Un repetitivo y perverso guion dicta el curso de la violencia criminal en Ecuador. No importa qué banda se desarticula ni qué cabecilla cae; de inmediato asoma un reemplazo. Entonces, el nuevo actor anuncia su llegada con una ola de sangre y muerte que pone en vilo a toda una zona. El Estado responde. Llegan los estados de excepción, las cadenas nacionales, los desplazamientos de autoridades y el endurecimiento de penas; exaltada y conmovida, la población aplaude. Luego de un tiempo, los artífices del caos caen presos o asesinados. Entonces, como nueva moda de temporada, otro grupo criminal surge y toma su lugar. Una y otra vez.
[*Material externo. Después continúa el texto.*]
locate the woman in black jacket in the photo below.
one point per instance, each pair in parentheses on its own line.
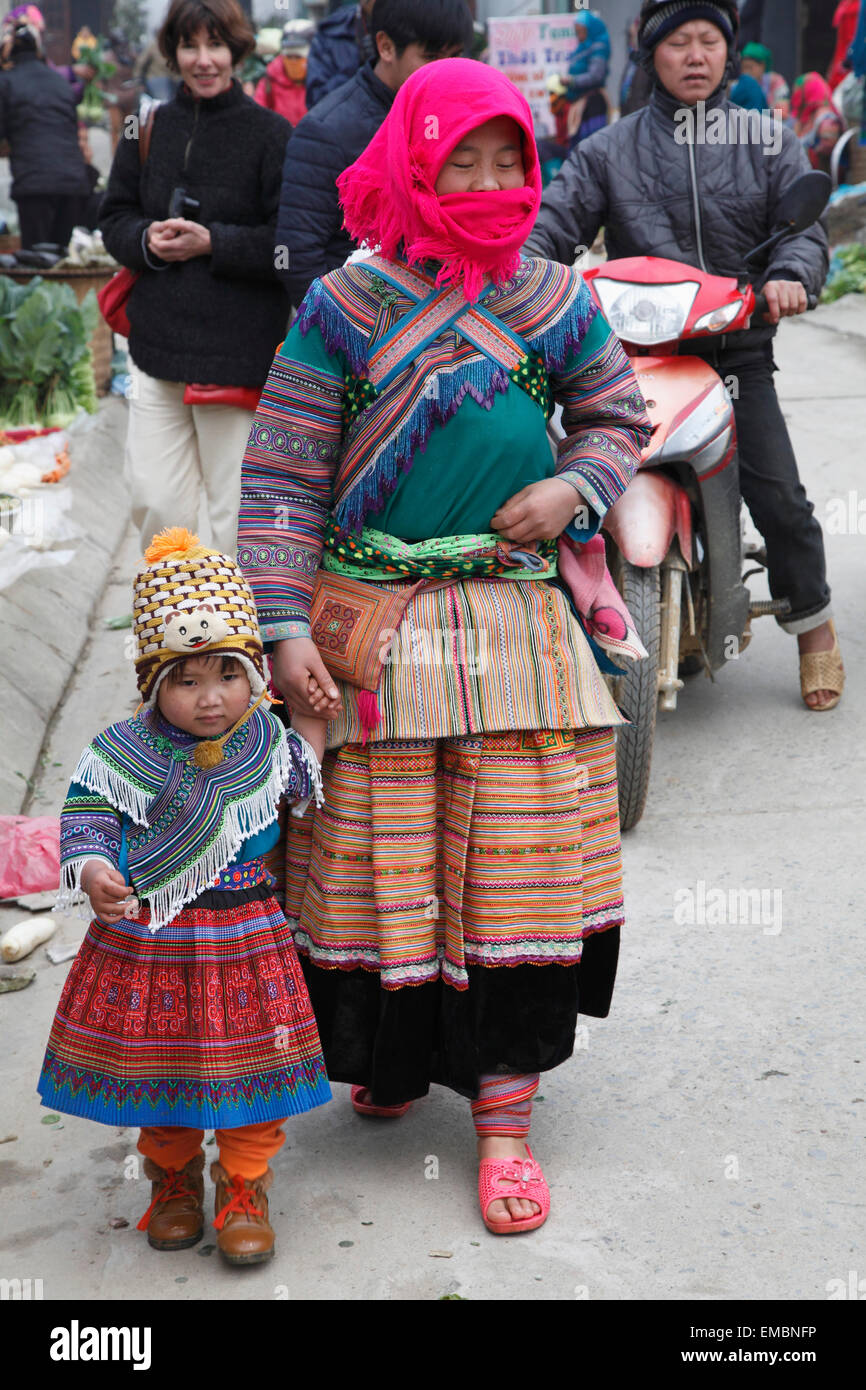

Al final, lo único que permanece es la violencia y la secuencia de muertes de jóvenes ecuatorianos que le sirve de combustible. Mientras, las fortunas de los lavadores y de los traficantes de armas que mueven los hilos siguen engordando, porque, según las últimas denuncias, aquí la justicia solo alcanza a quienes no tienen para pagar la tarifa.
Resulta profundamente hipócrita, cínico incluso, que el mismo Estado que ofrece muy poco, o casi nada, espere civismo y estoicismo a ultranza de tantos jóvenes excluidos. No se les ofrece una educación útil, no tienen oportunidades de empleo, se les niega el crecimiento económico, no se les ofrece deporte ni cultura. Sin embargo, se les exige que no ingresen en el mundo criminal, bajo la amenaza de penas cada vez más severas, y que se hundan en el silencio en la miseria.
No hace falta ser un genio para darse cuenta de que esa política no tiene futuro.